Cet ouvrage est un peu plus fin que d'autres dans le genre car Stora ne nous fait pas croire qu'il répond aux questions de son fils ou qu'il ne s'adresse qu'à lui ou à des enfants : le titre montre que l'ouvrage est destiné à un public plus large composé d'honnêtes hommes et femmes désireux d'en savoir un peu plus sur ce conflit majeur et capital pour la France de la deuxième moitié du XXème siècle. Stora affirme répondre ici aux principales questions qu'on lui pose en général sur cette guerre dont il est un des principaux spécialistes.
Premier élément en la faveur de cet ouvrage, et démontrant s'il en était besoin l'honnêteté de son auteur, Benjamin Stora commence par lui-même, en racontant brièvement son histoire, lui l'enfant juif de Constantine né là-bas en 1950 puis contraint de quitter le pays avec sa famille en 1962, lui qui a donc été marqué par ce pays et par cette guerre.

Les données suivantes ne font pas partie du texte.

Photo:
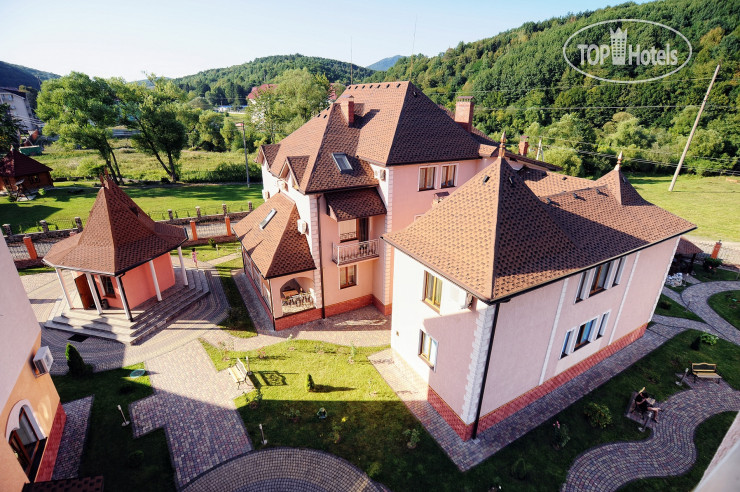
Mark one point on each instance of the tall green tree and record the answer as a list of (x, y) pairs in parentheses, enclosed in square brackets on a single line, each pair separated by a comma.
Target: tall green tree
[(9, 129), (154, 114), (81, 111)]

Un conflit important parce qu'il a laissé beaucoup de traces de part et d'autres de la Méditerranée, parce qu'il gêne encore les relations entre les deux pays, parce qu'il y a des enjeux de mémoire importants dans les différentes catégories d'acteurs, qu'ils soient pieds-noirs, harkis, combattants du FLN, appelés français, ou encore chez les descendants d'immigrés.
Stora parle d'« arrachement », terme qui résumerait bien selon lui ce qui s'est produit, les Algériens arrachant leur indépendance tandis que de nombreux pied-noir et harkis étaient arrachés à cette terre qui était aussi la leur. Il ne développe toutefois pas ici ce concept.
Stora raconte la guerre de façon assez claire, il explique certains termes, comme par exemple les origines de l'expression pieds noir.
Il évoque tout un tas de choses, les origines du nationalisme algérien, l'Algérie avant 1954, la profonde inégalité du système colonial, les différentes phases du conflit, l'impossibilité pour beaucoup de Français de considérer que l'Algérie ne faisait pas partie de la France (avec une plus grande ancienneté que la Savoie, par exemple), le déni de la guerre côté français (on parle d'événements, parler de guerre serait reconnaître que l'Algérie est un pays étranger), la peur du guet-apens chez les Français, la guerre de guérilla, l'utilisation de la torture, les bombes au napalm, le sort des Harkis, les divisions au sein des nationalistes algériens, la création de la Vème République par De Gaulle, les porteurs de valise mais aussi l'OAS, le 17 octobre 1961, Charonne.
Le propos de Stora n'est pas complètement linéaire ou chronologique mais se veut un état des lieux, une présentation qui introduit de la complexité et apporte aussi des éléments moins connus, comme par exemple l'augmentation de l'immigration des Algériens durant le conflit du fait du chômage massif en Algérie. On trouvera peut-être qu'il manque quelques éléments, comme par exemple les corvées de bois, les développements sont parfois un peu frustrants par leur manque de détail, on voudrait parfois en savoir un peu plus, mais ce sont là les limites de ce genre d'exercice. Dans l'ensemble, Stora réussit la gageure d'aborder de façon assez complète les tenants et aboutissants de cette guerre. Il parvient même à introduire quelques touches de complexité, ne se contentant pas d'un discours simpliste ou simplifié à l'extrême.
Au final, cet ouvrage a le double mérite de dresser un panorama correct de ce qu'a été la guerre d'Algérie tout en pouvant se lire vite. Un ouvrage très bref, trop bref sans doute, mais riche, qui constitue ainsi une belle invitation à aller plus loin.